KAMI INDONESIA – Indonesia Corruption Watch (ICW) mengkritik pidato Presiden Prabowo Subianto dalam Sidang Tahunan MPR RI pada 15 Agustus 2025, yang dinilai tidak sejalan dengan kenyataan soal korupsi yang masih ada di tanah air.
ICW menegaskan bahwa koruptor masih menguasai negara, sementara upaya pemberantasan korupsi terancam oleh kebijakan yang tidak berpihak pada masyarakat.
Kritik Terhadap Komitmen Pemberantasan Korupsi
Dalam pidatonya, Prabowo mengklaim adanya komitmen dari pemerintahannya untuk memberantas mafia sumber daya alam dan korupsi, serta menjanjikan penegakan hukum yang tegas terhadap pejabat korup.
Namun, Nisa Zonzoa, Koordinator Divisi Edukasi Publik ICW, menyebutkan bahwa situasi sebenarnya bertolak belakang dengan yang disampaikan dalam pidato tersebut. ‘Hingga hari ini, koruptor masih menguasai negara, masyarakat kian terpinggirkan,’ ujarnya.
ICW juga menyoroti kebijakan pemerintah yang dinilai justru melemahkan upaya pemberantasan korupsi, seperti pemberian amnesti dan abolisi kepada beberapa terdakwa korupsi.
Eva Nurcahyani, Staf Divisi Edukasi Publik ICW, menyatakan bahwa tindakan tersebut adalah intervensi politik yang berbahaya dalam penegakan hukum antikorupsi.
Realitas Penegakan Hukum yang Buruk
ICW mengungkapkan bahwa rata-rata vonis pengadilan terhadap koruptor selama sembilan tahun terakhir adalah 3 tahun 7 bulan. Banyak terdakwa yang divonis bebas, dengan kerugian negara yang mencapai Rp 92 triliun.
Pihak ICW menilai, stagnasi dalam pembahasan dan pengesahan RUU Perampasan Aset menunjukkan bahwa pemerintah tidak berpihak kepada masyarakat.

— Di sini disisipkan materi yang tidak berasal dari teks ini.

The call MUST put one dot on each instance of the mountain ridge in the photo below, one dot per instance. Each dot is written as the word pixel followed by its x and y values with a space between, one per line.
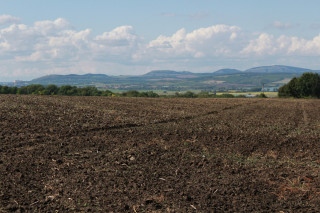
pixel 272 76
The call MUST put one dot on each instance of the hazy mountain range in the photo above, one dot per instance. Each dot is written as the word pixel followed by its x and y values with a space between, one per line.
pixel 270 76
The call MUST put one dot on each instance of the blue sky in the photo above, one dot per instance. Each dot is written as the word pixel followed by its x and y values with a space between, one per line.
pixel 133 37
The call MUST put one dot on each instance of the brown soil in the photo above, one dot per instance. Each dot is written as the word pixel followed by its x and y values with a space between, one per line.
pixel 82 154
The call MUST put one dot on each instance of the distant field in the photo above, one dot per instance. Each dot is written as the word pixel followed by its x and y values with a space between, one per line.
pixel 268 94
pixel 104 154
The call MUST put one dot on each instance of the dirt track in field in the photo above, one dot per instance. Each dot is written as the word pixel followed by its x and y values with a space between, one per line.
pixel 82 154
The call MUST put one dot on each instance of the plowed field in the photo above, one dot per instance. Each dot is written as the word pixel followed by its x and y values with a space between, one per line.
pixel 100 154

Dalam konteks ini, ICW mengingatkan pentingnya masyarakat untuk tetap kritis dan proaktif dalam melawan bentuk-bentuk penindasan yang terjadi.
Pidato Prabowo yang menjanjikan penegakan hukum, menurut ICW, seharusnya dipandang dengan skeptis karena realitas di lapangan seringkali berbeda dengan pernyataan di publik.
Pesan Moral untuk Masyarakat
ICW menutup pernyatannya dengan mengingatkan pesan dari Tan Malaka bahwa kemerdekaan bukanlah sesuatu yang diberikan, melainkan hasil dari perjuangan.
Mereka menyerukan agar rakyat berani berpikir, bersuara, dan melawan segala bentuk penindasan yang mengancam keadilan.
Pernyataan ini menggambarkan harapan akan perubahan yang nyata dan komitmen dari masyarakat untuk terlibat dalam proses penegakan hukum yang lebih adil.
Dengan demikian, ketidakpuasan atas kebijakan pemerintah diharapkan bisa menjadi dorongan bagi masyarakat untuk memperjuangkan hak-hak mereka.